The following use cases rely on the Regex tool's Tokenize method.
The regular expression is ...
The regular expression is .(.).
The regular expression for tokenizing a Ctrl-A delimited string is [^\cA]+
[^...] The brackets specify a match to a single character in a set of characters. Starting the set with ^ changes it to match any character not in the set.
\cA This simply matches the Ctrl-A character.
+ This means match 1 or more of the previous.
The regular expression is ([^,]*) (?:,|$)
(...) Parenthesis create a marked group of the expression. The tokenize mode allows you to match a larger part of the input field, yet only return a subset that was marked. This way you avoid returning the delimiter. You may only have 1 marked expression.
[^,] Starting the set with ^ changes it to match any character not in the set, in this case a ,.
* Match 0 or more of the previous, which allows for an empty set.
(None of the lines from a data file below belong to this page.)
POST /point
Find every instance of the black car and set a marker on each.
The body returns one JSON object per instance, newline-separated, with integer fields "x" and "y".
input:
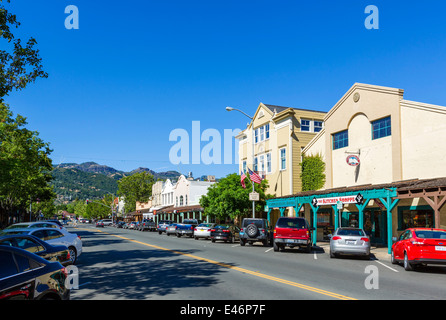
{"x": 225, "y": 232}
{"x": 34, "y": 245}
{"x": 26, "y": 276}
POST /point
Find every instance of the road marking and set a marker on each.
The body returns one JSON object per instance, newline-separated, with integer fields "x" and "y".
{"x": 253, "y": 273}
{"x": 386, "y": 266}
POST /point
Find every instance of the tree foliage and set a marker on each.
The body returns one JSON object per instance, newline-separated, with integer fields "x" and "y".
{"x": 25, "y": 166}
{"x": 137, "y": 187}
{"x": 22, "y": 64}
{"x": 228, "y": 199}
{"x": 313, "y": 172}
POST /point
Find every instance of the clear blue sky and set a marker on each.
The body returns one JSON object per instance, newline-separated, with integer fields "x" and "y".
{"x": 136, "y": 70}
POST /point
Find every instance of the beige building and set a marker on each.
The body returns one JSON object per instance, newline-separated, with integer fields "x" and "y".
{"x": 276, "y": 136}
{"x": 385, "y": 149}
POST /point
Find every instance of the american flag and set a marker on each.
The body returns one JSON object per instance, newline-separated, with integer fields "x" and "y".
{"x": 254, "y": 177}
{"x": 242, "y": 179}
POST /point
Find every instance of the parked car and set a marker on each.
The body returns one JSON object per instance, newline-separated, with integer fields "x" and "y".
{"x": 350, "y": 241}
{"x": 292, "y": 232}
{"x": 255, "y": 229}
{"x": 419, "y": 246}
{"x": 35, "y": 245}
{"x": 100, "y": 223}
{"x": 107, "y": 222}
{"x": 132, "y": 225}
{"x": 225, "y": 232}
{"x": 55, "y": 237}
{"x": 203, "y": 230}
{"x": 147, "y": 224}
{"x": 171, "y": 229}
{"x": 186, "y": 228}
{"x": 36, "y": 224}
{"x": 162, "y": 225}
{"x": 26, "y": 276}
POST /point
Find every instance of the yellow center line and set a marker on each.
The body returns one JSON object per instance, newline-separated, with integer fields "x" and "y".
{"x": 254, "y": 273}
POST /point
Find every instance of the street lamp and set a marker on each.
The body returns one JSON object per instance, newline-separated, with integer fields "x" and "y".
{"x": 253, "y": 190}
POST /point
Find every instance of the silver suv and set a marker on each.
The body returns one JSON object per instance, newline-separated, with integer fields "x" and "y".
{"x": 255, "y": 229}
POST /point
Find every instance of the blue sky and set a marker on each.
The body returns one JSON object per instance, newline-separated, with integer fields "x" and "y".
{"x": 136, "y": 70}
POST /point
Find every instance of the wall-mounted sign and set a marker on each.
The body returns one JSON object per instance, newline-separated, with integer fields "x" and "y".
{"x": 356, "y": 199}
{"x": 353, "y": 160}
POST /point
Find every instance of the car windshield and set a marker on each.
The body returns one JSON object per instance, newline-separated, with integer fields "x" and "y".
{"x": 430, "y": 234}
{"x": 221, "y": 226}
{"x": 258, "y": 223}
{"x": 350, "y": 232}
{"x": 18, "y": 226}
{"x": 291, "y": 223}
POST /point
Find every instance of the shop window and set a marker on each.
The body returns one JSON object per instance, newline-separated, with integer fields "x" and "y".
{"x": 381, "y": 128}
{"x": 421, "y": 217}
{"x": 340, "y": 140}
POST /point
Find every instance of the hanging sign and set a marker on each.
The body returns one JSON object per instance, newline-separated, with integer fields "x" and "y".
{"x": 355, "y": 199}
{"x": 353, "y": 160}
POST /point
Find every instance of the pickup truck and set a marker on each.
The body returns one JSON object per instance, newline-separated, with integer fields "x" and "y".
{"x": 187, "y": 227}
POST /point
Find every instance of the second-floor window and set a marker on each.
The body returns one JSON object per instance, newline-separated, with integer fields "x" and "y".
{"x": 340, "y": 140}
{"x": 381, "y": 128}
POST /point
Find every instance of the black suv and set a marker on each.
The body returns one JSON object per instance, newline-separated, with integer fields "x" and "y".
{"x": 255, "y": 229}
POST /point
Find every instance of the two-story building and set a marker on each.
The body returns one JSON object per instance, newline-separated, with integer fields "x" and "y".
{"x": 385, "y": 166}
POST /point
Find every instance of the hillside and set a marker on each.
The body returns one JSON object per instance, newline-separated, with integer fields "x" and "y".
{"x": 90, "y": 180}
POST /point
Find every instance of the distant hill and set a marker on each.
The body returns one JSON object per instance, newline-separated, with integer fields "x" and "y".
{"x": 90, "y": 180}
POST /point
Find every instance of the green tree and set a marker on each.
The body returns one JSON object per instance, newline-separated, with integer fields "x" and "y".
{"x": 228, "y": 199}
{"x": 25, "y": 166}
{"x": 137, "y": 187}
{"x": 22, "y": 64}
{"x": 313, "y": 172}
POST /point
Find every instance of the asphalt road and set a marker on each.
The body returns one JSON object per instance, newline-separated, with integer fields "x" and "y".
{"x": 118, "y": 264}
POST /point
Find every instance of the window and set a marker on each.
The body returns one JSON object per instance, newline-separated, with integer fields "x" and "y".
{"x": 340, "y": 140}
{"x": 318, "y": 126}
{"x": 305, "y": 125}
{"x": 381, "y": 128}
{"x": 282, "y": 159}
{"x": 268, "y": 162}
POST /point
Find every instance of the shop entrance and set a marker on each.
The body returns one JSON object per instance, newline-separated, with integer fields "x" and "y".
{"x": 375, "y": 225}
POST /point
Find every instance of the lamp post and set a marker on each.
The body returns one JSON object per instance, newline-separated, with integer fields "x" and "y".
{"x": 253, "y": 190}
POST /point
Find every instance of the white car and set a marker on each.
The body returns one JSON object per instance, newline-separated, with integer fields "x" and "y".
{"x": 36, "y": 224}
{"x": 55, "y": 237}
{"x": 203, "y": 230}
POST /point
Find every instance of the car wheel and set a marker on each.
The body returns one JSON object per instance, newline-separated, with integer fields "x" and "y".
{"x": 392, "y": 258}
{"x": 407, "y": 265}
{"x": 73, "y": 254}
{"x": 252, "y": 230}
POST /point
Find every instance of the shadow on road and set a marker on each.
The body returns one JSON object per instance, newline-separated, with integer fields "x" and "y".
{"x": 142, "y": 273}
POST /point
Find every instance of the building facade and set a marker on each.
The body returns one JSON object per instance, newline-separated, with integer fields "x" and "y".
{"x": 272, "y": 145}
{"x": 383, "y": 164}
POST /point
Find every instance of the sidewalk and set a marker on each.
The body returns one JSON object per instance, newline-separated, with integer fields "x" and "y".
{"x": 378, "y": 253}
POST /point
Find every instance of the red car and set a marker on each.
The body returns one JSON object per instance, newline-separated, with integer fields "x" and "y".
{"x": 420, "y": 246}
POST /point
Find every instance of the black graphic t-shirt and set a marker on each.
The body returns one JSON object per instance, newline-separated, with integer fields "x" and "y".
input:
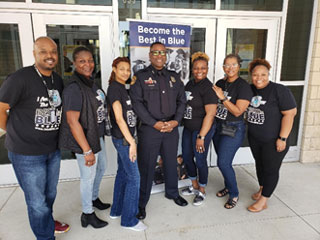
{"x": 239, "y": 89}
{"x": 118, "y": 92}
{"x": 198, "y": 95}
{"x": 264, "y": 112}
{"x": 34, "y": 118}
{"x": 72, "y": 101}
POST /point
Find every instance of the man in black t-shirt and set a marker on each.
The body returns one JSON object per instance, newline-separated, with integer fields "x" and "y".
{"x": 32, "y": 94}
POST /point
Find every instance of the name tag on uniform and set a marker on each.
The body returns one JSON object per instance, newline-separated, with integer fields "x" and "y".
{"x": 148, "y": 81}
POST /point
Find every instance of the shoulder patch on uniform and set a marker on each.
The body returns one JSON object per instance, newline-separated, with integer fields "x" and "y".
{"x": 133, "y": 79}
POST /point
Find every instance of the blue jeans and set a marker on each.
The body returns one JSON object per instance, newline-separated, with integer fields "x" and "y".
{"x": 189, "y": 152}
{"x": 38, "y": 177}
{"x": 226, "y": 148}
{"x": 126, "y": 187}
{"x": 90, "y": 178}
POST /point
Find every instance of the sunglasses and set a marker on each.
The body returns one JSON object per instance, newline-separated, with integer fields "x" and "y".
{"x": 157, "y": 53}
{"x": 231, "y": 65}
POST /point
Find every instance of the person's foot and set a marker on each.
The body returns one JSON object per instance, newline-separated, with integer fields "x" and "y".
{"x": 231, "y": 203}
{"x": 141, "y": 214}
{"x": 114, "y": 217}
{"x": 222, "y": 192}
{"x": 140, "y": 226}
{"x": 257, "y": 195}
{"x": 100, "y": 205}
{"x": 93, "y": 220}
{"x": 199, "y": 198}
{"x": 189, "y": 191}
{"x": 259, "y": 205}
{"x": 180, "y": 201}
{"x": 60, "y": 227}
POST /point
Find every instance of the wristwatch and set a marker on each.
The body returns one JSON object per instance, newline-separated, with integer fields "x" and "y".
{"x": 200, "y": 137}
{"x": 282, "y": 138}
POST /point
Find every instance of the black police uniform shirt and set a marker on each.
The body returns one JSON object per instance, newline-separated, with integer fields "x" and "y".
{"x": 239, "y": 89}
{"x": 264, "y": 112}
{"x": 118, "y": 92}
{"x": 198, "y": 95}
{"x": 146, "y": 99}
{"x": 34, "y": 119}
{"x": 72, "y": 101}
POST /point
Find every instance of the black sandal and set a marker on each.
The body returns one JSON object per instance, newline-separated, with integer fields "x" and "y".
{"x": 231, "y": 203}
{"x": 222, "y": 192}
You cannot end here because the regex engine doesn't like a match of 0 characters since there is an infinite number of matches, so we have to terminate the match on something.
(?:....) This is an unmarked group. We need this for the or which we use a | for.
| This is saying match either the thing before or after, but not both. This almost always needs to be used with a marked or unmarked group.
$ Matches the end of the string. Hence(?:,|$) matches up toa ,or the end of the string.
The regular expression is <a .*?>.*?</a>. This pulls every link out of a large HTML document into a series of records.
<a This is a literal match for the text <a
.*?. is any character, * is 0 or more. The ? modifies the * to make it match to the shortest possible match. Without this, the expression might find a single token from the beginning of the first link to the end of the last.
> This is a literal match for the text >.
.*? The shortest possible match of any characters that still satisfies the entire regex.
</a> This is a literal match for the text </a>. This ends the match.